I had to move away from Julia a few minutes after I’d identified her; a large, bald man with a number of green tattoos had lit an exceptionally fragrant cigarette. I knew he wouldn’t have smoked had he realized that he was poisoning Julia Roberts’s baby. I hoped Julia would talk some sense into him. I imagined her approaching him in the calmest of ways and smiling peaceably. She would ask him if he would put his cigarette out until the bus came -- for her baby’s sake. Of course he would.

Of course he would. But what would I do? What was I to do once I had boarded the bus and ascertained that this woman really was Julia Roberts? Would I play it safe and jokingly ask her if anyone had ever told her that she looked just like Julia? Or would I act the stupid fan and too-eagerly inquire “Julia Roberts?” Or (and this was my preferred course of action) would I say nothing? Be the respectful, if rather unkempt girl who had helped Julia Roberts catch the right bus?

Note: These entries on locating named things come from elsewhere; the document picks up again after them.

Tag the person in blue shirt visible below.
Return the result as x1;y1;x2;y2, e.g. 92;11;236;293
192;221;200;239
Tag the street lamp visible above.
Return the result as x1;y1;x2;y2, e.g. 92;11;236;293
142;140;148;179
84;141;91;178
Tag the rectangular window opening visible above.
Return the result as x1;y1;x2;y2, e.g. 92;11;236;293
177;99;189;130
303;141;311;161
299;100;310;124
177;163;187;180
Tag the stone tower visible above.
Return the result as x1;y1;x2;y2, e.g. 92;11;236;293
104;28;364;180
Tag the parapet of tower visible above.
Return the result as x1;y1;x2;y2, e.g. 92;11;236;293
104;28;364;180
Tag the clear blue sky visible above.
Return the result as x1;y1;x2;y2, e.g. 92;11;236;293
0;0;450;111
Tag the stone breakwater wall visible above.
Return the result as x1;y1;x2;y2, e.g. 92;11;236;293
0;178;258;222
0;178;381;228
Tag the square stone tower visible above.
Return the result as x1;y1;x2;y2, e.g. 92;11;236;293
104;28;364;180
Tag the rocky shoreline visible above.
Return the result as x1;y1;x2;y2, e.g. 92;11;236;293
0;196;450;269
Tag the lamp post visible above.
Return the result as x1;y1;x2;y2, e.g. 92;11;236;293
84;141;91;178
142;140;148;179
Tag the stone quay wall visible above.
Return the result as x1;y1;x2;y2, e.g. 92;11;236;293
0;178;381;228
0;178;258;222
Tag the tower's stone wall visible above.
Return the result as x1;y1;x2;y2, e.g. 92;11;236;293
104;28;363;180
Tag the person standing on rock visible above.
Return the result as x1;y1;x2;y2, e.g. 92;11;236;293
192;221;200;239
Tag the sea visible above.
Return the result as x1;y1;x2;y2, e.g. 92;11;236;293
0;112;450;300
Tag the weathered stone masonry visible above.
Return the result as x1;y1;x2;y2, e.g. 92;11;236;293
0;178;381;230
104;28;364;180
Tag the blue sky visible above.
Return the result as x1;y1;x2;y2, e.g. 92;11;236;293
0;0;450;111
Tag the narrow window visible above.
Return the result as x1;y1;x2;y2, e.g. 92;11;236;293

The 44 pulled up as I was mulling over my various options, and I moved to the back and took a seat with a good view of the entirety of the vehicle. After we had been moving just shy of two minutes, I was able to get a long and unobstructed look at Julia. Except that, as I’m sure I had known all along, she wasn’t Julia at all. The woman beneath the broad-rimmed hat remained unreal and untouchable, her hair the appropriate reddish-brown color, frizzy as it stuck out beneath her hat. But her voice. Her voice was still strangely enchanting as she finished her story, but her accent became more pronounced. She was Irish.

The woman remained as much a fairy tale as the one she had been recounting to the indistinct creature in the stroller. She looked so singular amidst the other clumsy, chattering commuters. Balancing on the moving bus with her stroller was, perhaps, the difference between Europe and America. But perhaps I was seeing more. If more existed, this woman was totally and completely aware of it, I was sure. I stared. I fidgeted, my legs swinging weightlessly back and forth just above the floor.

When I got off the bus at Clement Street I wasn’t thinking about the Irishwoman any longer. I tried to flatten my bangs subtly as I watched my reflection in the store windows I passed. I hurried by a row of newspaper stands atop which a tall, dreadlocked black man in a Santa Claus suit was sitting comfortably. I made sure to avoid eye contact. As far as I was concerned, he didn’t exist.